Have you ever seen the path of destruction left behind after a tornado has gone through town? That is what I left behind in Dallas 30 years ago when I came to prison. My whole selfish life was a destructive force that harmed others. In prison I was still selfish but it was tempered due to fear of instant consequences by other cons whom I lived around. I tried to live on that thin line of making things go my way, while not pissing anyone off. Although I thought I was unique and better than everyone else, I really didn’t know anything that pertained to life. One thing I do remember was that I didn’t want to be assimilated into the mass of what I was seeing. The crucible that is prison crushed me and it showed me just how empty and void I was of the things that pertain to life. And while there are so many things that I could tell you that shaped me (for the better) these last 30 years in prison, I will share one of them. In cognitive behavioral therapy (CBT), in prison, so much of why I did the things I did, became clear. I greatly enjoyed being able to finally make sense of the thought patterns that kept me in a cycle of destructive behavior. All my life I looked for reasons and I blamed everybody and everything for all my bad decisions. I thought, ‘Hey, I’m just going by the way I feel and it was to be right, because my own feelings would not lie to me, would they?’ Wouldn’t they?

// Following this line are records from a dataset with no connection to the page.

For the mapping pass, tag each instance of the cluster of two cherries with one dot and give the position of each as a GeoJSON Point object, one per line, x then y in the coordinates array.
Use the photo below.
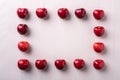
{"type": "Point", "coordinates": [62, 13]}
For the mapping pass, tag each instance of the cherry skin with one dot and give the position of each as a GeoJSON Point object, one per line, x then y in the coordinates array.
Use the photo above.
{"type": "Point", "coordinates": [41, 12]}
{"type": "Point", "coordinates": [98, 47]}
{"type": "Point", "coordinates": [80, 13]}
{"type": "Point", "coordinates": [60, 64]}
{"type": "Point", "coordinates": [41, 64]}
{"type": "Point", "coordinates": [23, 64]}
{"type": "Point", "coordinates": [63, 13]}
{"type": "Point", "coordinates": [79, 63]}
{"type": "Point", "coordinates": [98, 14]}
{"type": "Point", "coordinates": [22, 12]}
{"type": "Point", "coordinates": [98, 64]}
{"type": "Point", "coordinates": [22, 29]}
{"type": "Point", "coordinates": [23, 46]}
{"type": "Point", "coordinates": [99, 30]}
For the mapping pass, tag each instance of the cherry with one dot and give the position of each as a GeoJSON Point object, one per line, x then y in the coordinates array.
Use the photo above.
{"type": "Point", "coordinates": [99, 30]}
{"type": "Point", "coordinates": [80, 13]}
{"type": "Point", "coordinates": [63, 13]}
{"type": "Point", "coordinates": [23, 46]}
{"type": "Point", "coordinates": [22, 12]}
{"type": "Point", "coordinates": [41, 64]}
{"type": "Point", "coordinates": [98, 64]}
{"type": "Point", "coordinates": [98, 14]}
{"type": "Point", "coordinates": [23, 64]}
{"type": "Point", "coordinates": [60, 64]}
{"type": "Point", "coordinates": [22, 29]}
{"type": "Point", "coordinates": [79, 63]}
{"type": "Point", "coordinates": [41, 12]}
{"type": "Point", "coordinates": [98, 46]}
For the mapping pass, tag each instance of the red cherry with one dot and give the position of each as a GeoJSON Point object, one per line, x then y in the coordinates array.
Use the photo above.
{"type": "Point", "coordinates": [99, 30]}
{"type": "Point", "coordinates": [98, 64]}
{"type": "Point", "coordinates": [98, 46]}
{"type": "Point", "coordinates": [23, 46]}
{"type": "Point", "coordinates": [63, 13]}
{"type": "Point", "coordinates": [41, 64]}
{"type": "Point", "coordinates": [23, 64]}
{"type": "Point", "coordinates": [22, 12]}
{"type": "Point", "coordinates": [41, 12]}
{"type": "Point", "coordinates": [60, 64]}
{"type": "Point", "coordinates": [98, 14]}
{"type": "Point", "coordinates": [79, 63]}
{"type": "Point", "coordinates": [80, 13]}
{"type": "Point", "coordinates": [22, 29]}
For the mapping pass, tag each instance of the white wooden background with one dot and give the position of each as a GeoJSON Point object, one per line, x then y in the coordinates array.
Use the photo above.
{"type": "Point", "coordinates": [54, 38]}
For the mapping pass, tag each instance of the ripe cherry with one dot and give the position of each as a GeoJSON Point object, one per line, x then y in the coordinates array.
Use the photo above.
{"type": "Point", "coordinates": [98, 14]}
{"type": "Point", "coordinates": [41, 64]}
{"type": "Point", "coordinates": [60, 64]}
{"type": "Point", "coordinates": [23, 64]}
{"type": "Point", "coordinates": [80, 13]}
{"type": "Point", "coordinates": [22, 12]}
{"type": "Point", "coordinates": [63, 13]}
{"type": "Point", "coordinates": [79, 63]}
{"type": "Point", "coordinates": [98, 64]}
{"type": "Point", "coordinates": [41, 12]}
{"type": "Point", "coordinates": [98, 46]}
{"type": "Point", "coordinates": [23, 46]}
{"type": "Point", "coordinates": [22, 29]}
{"type": "Point", "coordinates": [99, 30]}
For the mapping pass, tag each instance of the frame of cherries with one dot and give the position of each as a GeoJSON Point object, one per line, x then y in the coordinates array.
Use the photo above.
{"type": "Point", "coordinates": [63, 13]}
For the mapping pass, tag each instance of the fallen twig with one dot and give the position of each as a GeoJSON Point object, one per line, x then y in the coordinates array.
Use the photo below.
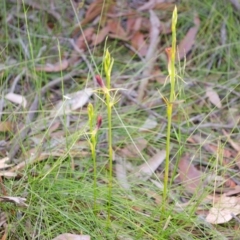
{"type": "Point", "coordinates": [31, 113]}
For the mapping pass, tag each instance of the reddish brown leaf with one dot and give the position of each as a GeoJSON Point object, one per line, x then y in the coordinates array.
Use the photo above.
{"type": "Point", "coordinates": [57, 67]}
{"type": "Point", "coordinates": [116, 28]}
{"type": "Point", "coordinates": [190, 177]}
{"type": "Point", "coordinates": [224, 210]}
{"type": "Point", "coordinates": [188, 41]}
{"type": "Point", "coordinates": [213, 97]}
{"type": "Point", "coordinates": [93, 11]}
{"type": "Point", "coordinates": [85, 38]}
{"type": "Point", "coordinates": [100, 36]}
{"type": "Point", "coordinates": [130, 150]}
{"type": "Point", "coordinates": [138, 42]}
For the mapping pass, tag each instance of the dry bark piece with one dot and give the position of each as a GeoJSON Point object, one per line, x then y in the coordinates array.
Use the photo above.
{"type": "Point", "coordinates": [132, 150]}
{"type": "Point", "coordinates": [188, 41]}
{"type": "Point", "coordinates": [6, 126]}
{"type": "Point", "coordinates": [224, 210]}
{"type": "Point", "coordinates": [146, 170]}
{"type": "Point", "coordinates": [57, 67]}
{"type": "Point", "coordinates": [213, 97]}
{"type": "Point", "coordinates": [16, 98]}
{"type": "Point", "coordinates": [190, 177]}
{"type": "Point", "coordinates": [72, 102]}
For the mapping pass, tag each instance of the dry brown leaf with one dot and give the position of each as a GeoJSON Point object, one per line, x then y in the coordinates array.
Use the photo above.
{"type": "Point", "coordinates": [94, 10]}
{"type": "Point", "coordinates": [234, 191]}
{"type": "Point", "coordinates": [85, 38]}
{"type": "Point", "coordinates": [73, 101]}
{"type": "Point", "coordinates": [149, 124]}
{"type": "Point", "coordinates": [190, 177]}
{"type": "Point", "coordinates": [188, 41]}
{"type": "Point", "coordinates": [16, 98]}
{"type": "Point", "coordinates": [6, 126]}
{"type": "Point", "coordinates": [222, 211]}
{"type": "Point", "coordinates": [232, 143]}
{"type": "Point", "coordinates": [138, 42]}
{"type": "Point", "coordinates": [132, 150]}
{"type": "Point", "coordinates": [116, 28]}
{"type": "Point", "coordinates": [57, 67]}
{"type": "Point", "coordinates": [146, 170]}
{"type": "Point", "coordinates": [17, 200]}
{"type": "Point", "coordinates": [213, 97]}
{"type": "Point", "coordinates": [150, 5]}
{"type": "Point", "coordinates": [69, 236]}
{"type": "Point", "coordinates": [121, 173]}
{"type": "Point", "coordinates": [133, 24]}
{"type": "Point", "coordinates": [100, 36]}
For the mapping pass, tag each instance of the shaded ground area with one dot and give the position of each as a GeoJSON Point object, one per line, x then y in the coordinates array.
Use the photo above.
{"type": "Point", "coordinates": [50, 55]}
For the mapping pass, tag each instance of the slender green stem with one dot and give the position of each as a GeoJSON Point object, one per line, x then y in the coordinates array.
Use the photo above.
{"type": "Point", "coordinates": [171, 52]}
{"type": "Point", "coordinates": [93, 143]}
{"type": "Point", "coordinates": [108, 63]}
{"type": "Point", "coordinates": [110, 152]}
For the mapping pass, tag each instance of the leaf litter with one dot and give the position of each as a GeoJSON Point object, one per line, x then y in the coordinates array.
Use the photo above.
{"type": "Point", "coordinates": [143, 36]}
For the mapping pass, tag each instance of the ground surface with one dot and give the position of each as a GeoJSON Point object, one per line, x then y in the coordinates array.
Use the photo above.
{"type": "Point", "coordinates": [50, 55]}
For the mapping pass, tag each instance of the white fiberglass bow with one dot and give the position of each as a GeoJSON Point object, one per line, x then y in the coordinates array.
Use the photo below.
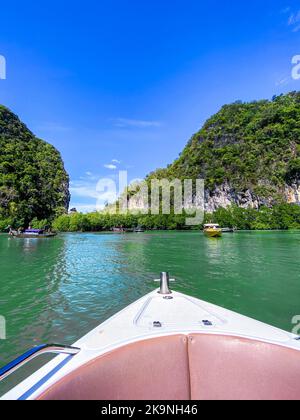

In the world I blamed my abusive step-dad and circumstances for all my problems. Yet when I arrived in prison, I still had the same problems. My step-dad was not there and my circumstances had changed. But don’t worry, I was a pro, I still found someone to blame. CBT teaches that ‘your thoughts cause your feelings’. If that was true and my feelings were what was guiding me into certain behavior, then I needed to examine what I was thinking (those thought patterns) to see if I was thinking lies and thus my feelings would also be a lie. It turned out that my whole life was a lie.
In the world I was the type of guy to speed around the ‘slow’ cars, just to get stopped at a red light and the ‘slow’ cars would pull up around me. I tried to control every aspect of my life to ensure certain outcomes, but if I would have gone slowly with the traffic of life those outcomes would have come naturally. The biggest insight that helped me merge with the traffic was something I garnered from watching Dr. Phil. He said, “We generate in life, the results that we believe we deserve.” I have always seen my lightbulbs as green (because I never wanted to be stopped at red). So I got a greenlight, an AHA moment, and I saw that I was the one creating-generating-all my problems because I believed, thought and felt that I deserved it. I was truly my own worst enemy. Dr. Phil also said, “You have to get to your core belief-what you truly believe, think and feel about yourself-and change it.” Then I thought about what Jesus said, “It’s what’s in the heart that defiles a man”.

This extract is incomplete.